Josh Bingham couldn’t convert the cut-back but the ball spilled to Fabio Ferriera, who sent most of the 13,105 on hand into a frenzy.
Yet Nick Montgomery’s rash challenge on Wanderers’ forward Gol Gol Mebrahtu snubbed out any chance of victory. Ben Williams couldn’t reach for his red card quickly enough. It would prove a costly mistake.
With injury time approaching, the Mariners were caught dallying in defence and Wanderers substitute Kearyn Baccus was able to get his foot to a cross that goalkeeper Paul Izzo could only parry.

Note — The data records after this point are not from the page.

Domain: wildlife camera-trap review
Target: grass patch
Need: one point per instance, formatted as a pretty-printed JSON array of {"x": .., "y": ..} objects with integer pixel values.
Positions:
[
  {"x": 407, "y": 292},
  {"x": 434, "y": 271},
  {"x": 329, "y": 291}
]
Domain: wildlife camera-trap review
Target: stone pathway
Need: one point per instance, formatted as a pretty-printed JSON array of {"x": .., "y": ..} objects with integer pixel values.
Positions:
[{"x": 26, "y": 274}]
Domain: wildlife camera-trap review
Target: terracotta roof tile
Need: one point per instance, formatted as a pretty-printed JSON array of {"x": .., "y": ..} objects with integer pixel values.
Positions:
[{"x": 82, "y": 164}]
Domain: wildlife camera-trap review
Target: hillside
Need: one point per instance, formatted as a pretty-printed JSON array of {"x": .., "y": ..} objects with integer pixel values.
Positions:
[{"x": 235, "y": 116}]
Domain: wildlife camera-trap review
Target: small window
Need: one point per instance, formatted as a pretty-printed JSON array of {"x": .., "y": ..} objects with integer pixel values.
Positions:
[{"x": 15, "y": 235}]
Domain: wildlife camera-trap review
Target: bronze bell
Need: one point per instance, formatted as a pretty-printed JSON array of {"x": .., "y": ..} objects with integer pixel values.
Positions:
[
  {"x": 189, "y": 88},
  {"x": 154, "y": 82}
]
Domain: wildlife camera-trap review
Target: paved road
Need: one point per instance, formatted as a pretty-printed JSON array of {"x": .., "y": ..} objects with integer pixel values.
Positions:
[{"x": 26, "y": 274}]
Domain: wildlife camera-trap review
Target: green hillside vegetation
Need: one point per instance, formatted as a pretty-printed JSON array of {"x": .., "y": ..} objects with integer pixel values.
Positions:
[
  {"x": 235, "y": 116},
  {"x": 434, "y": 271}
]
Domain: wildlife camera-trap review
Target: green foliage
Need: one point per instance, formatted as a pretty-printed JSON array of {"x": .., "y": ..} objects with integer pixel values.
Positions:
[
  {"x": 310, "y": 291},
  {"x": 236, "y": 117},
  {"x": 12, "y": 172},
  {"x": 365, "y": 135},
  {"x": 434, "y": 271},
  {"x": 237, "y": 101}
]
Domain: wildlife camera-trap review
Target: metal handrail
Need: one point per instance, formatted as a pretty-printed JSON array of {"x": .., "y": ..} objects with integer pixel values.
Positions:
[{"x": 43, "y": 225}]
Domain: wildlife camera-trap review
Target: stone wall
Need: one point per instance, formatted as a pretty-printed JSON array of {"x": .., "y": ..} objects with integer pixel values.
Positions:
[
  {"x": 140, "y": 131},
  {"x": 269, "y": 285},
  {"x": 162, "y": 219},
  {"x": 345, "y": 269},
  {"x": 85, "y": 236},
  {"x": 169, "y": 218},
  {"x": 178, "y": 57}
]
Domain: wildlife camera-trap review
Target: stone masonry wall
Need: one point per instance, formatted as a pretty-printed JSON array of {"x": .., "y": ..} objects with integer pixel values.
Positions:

On hand to tap into the empty net was another substitute, Brendan Santalab, who delighted in running to celebrate with travelling members of the Red and Black Bloc.

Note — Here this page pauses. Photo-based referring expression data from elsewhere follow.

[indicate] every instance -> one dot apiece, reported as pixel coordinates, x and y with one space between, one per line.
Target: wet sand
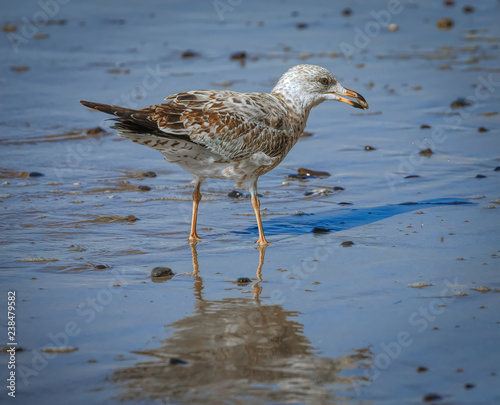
381 285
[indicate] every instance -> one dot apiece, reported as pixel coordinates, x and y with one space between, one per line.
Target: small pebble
444 24
36 174
95 131
347 12
298 177
420 284
238 55
175 361
426 152
189 54
162 272
432 397
62 349
460 103
235 194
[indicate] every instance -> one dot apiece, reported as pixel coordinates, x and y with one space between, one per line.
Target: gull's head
310 85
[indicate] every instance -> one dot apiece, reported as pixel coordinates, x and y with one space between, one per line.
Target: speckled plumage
224 134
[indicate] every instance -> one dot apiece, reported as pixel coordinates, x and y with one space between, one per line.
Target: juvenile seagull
221 134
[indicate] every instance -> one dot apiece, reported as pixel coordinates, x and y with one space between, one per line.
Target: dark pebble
432 397
444 24
36 174
346 12
318 229
311 173
460 103
189 54
235 194
426 152
95 131
298 177
162 272
238 55
175 361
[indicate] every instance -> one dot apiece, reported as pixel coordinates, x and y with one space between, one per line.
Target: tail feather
125 115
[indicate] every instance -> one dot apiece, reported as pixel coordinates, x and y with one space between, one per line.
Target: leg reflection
198 284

The Wanderers would return home to Sydney not just with the three points but with top spot secured after Brisbane’s 4-1 defeat against Adelaide the night before.
They had the perfect start to the night, scoring after just 11 minutes.
Mark Bridge sensed the moment and seized possession as the Mariners’ defence was caught flat-footed. He just had to beat Izzo, which he did, slotting the ball through the keepers’ legs.
Eight minutes later, Dario Vidosic nearly made it 2-0 when he rose to meet an incoming cross, only to see his curling header crash into the upright.
Roux was having a torrid time down the right as Vidosic and the hard-running Jamieson provided ample penetration down the Wanderers’ left.
Over on their right, Romeo Castelen was typically excellent, providing pace and width and exploiting whatever space was offered to him.
Watching on from the sidelines, Garcia must have been feeling a long way from Barcelona. His side found it seemingly impossible to keep the ball, instead waiting for rare opportunities to break forward.
Occasionally, the Mariners did get into attack, but every time they did it seemed either Alberto or the superb Jonthan Aspropotamitis was there to clean up the mess.
The 19-year old has been denied opportunities this season as coach Tony Popovic stays true to Nikolai Topor-Stanley but his suspension opened the door for Aspropotamitis. It’s almost impossible to see how he could be dropped.
The Wanderers could and should have been further ahead by the half-time interval but Popovic couldn’t have been unhappy about how many chances his side was creating.
They left it late, but, as they so often do, Popovic’s men found a way to emerge on top.